O Infarmed sublinha, citado pela agência Lusa, que, quando necessário, o paracetamol pode ser utilizado durante a gravidez e explica: "Tal como acontece com qualquer medicamento para tratamento agudo, deve ser usado na menor dose eficaz, pelo período mais curto possível e com a menor frequência necessária".
Aconselha ainda as mulheres grávidas a falarem com o seu profissional de saúde se tiverem dúvidas relativamente a qualquer medicamento durante a gravidez. A EMA e as autoridades nacionais competentes na UE "continuarão a monitorizar a segurança dos medicamentos que contêm paracetamol e a avaliar rapidamente quaisquer novos dados que surjam", refere a nota, acrescentando que serão tomadas medidas regulamentares "sempre que se justifique", de forma a proteger a saúde pública.
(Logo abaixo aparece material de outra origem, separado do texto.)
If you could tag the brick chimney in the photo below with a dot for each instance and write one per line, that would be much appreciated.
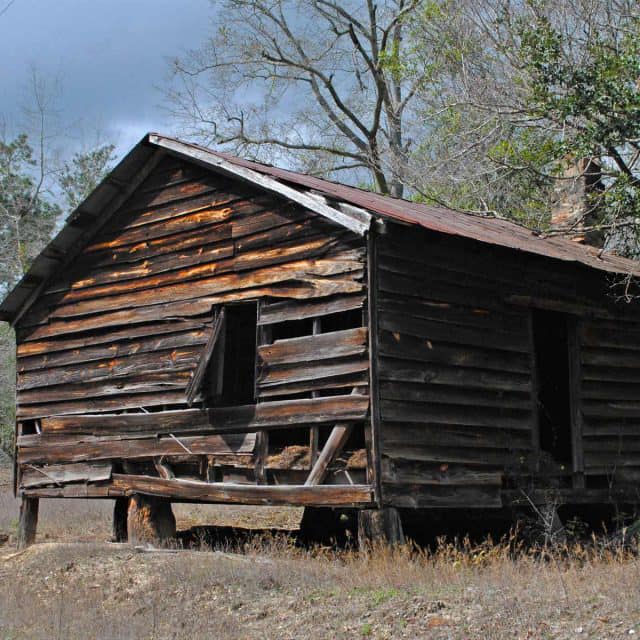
(574, 209)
Donald Trump sugeriu, sem apresentar provas científicas, que o aumento do autismo no país pode ter como causa o uso do analgésico paracetamol em grávidas e a vacinação.
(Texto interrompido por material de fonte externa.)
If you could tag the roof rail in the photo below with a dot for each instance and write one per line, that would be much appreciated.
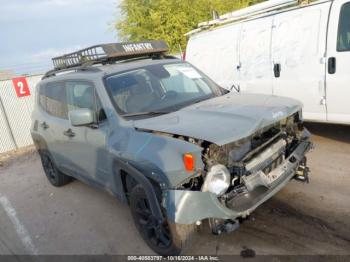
(109, 53)
(257, 9)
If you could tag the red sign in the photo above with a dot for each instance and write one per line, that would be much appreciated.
(21, 86)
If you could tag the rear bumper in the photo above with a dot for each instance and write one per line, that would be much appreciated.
(187, 207)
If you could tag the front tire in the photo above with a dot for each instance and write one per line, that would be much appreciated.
(55, 177)
(165, 239)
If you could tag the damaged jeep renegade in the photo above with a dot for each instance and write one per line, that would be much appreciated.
(158, 134)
Ladeado por Robert F. Kennedy Jr., secretário da Saúde e um dos rostos do movimento antivacinas no país, Trump sugeriu a imposição de limites ao uso de paracetamol - mais conhecido nos Estados Unidos pela marca Tylenol - durante a gravidez, citando o medicamento como uma possível causa do autismo, apesar de esta ligação causal ter sido investigada e não estar comprovada.
Na segunda-feira, Trump disse que o paracetamol está "possivelmente associado a um risco muito maior de autismo" aconselhando as mulheres a não o tomarem durante a gravidez, mas não apresentou qualquer prova científica.
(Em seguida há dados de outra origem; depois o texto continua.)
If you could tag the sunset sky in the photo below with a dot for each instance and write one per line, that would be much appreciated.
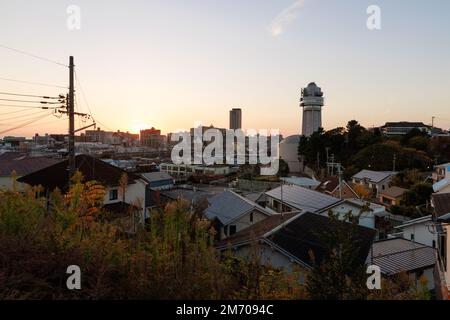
(169, 64)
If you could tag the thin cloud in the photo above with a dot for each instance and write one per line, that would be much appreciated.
(285, 17)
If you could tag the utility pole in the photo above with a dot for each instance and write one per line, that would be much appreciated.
(71, 110)
(393, 162)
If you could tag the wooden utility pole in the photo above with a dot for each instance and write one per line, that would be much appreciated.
(71, 110)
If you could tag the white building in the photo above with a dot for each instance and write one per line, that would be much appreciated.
(376, 181)
(312, 102)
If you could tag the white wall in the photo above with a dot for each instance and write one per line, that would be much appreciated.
(244, 222)
(421, 234)
(367, 219)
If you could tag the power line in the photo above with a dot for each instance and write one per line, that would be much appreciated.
(30, 95)
(22, 125)
(29, 101)
(27, 107)
(34, 83)
(33, 55)
(23, 115)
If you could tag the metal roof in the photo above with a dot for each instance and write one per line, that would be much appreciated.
(441, 185)
(400, 255)
(303, 199)
(228, 206)
(374, 176)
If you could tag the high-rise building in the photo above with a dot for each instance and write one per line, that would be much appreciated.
(235, 118)
(312, 103)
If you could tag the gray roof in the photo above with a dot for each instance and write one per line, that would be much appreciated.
(302, 182)
(374, 176)
(228, 206)
(400, 255)
(156, 176)
(303, 199)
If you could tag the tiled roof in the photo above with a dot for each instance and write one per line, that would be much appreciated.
(374, 176)
(227, 206)
(394, 256)
(441, 203)
(91, 168)
(393, 192)
(302, 198)
(257, 230)
(438, 186)
(300, 235)
(156, 176)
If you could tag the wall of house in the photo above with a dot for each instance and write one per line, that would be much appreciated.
(6, 183)
(270, 257)
(421, 234)
(367, 219)
(445, 189)
(244, 222)
(135, 195)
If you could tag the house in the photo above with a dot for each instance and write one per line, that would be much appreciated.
(293, 198)
(376, 181)
(301, 182)
(287, 198)
(391, 196)
(56, 176)
(233, 213)
(195, 196)
(396, 256)
(291, 240)
(440, 203)
(21, 164)
(158, 180)
(419, 230)
(403, 127)
(442, 171)
(331, 186)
Em alternativa, apresentou rumores de que "praticamente não há autismo" em Cuba porque o país não tem condições para comprar Tylenol, a marca mais popular de paracetamol.
Os especialistas têm afirmado que o aumento de casos nos Estados Unidos se deve sobretudo a uma nova definição para a perturbação, que passa a incluir casos ligeiros num "espetro" e diagnósticos mais precisos, e que não existe uma causa única.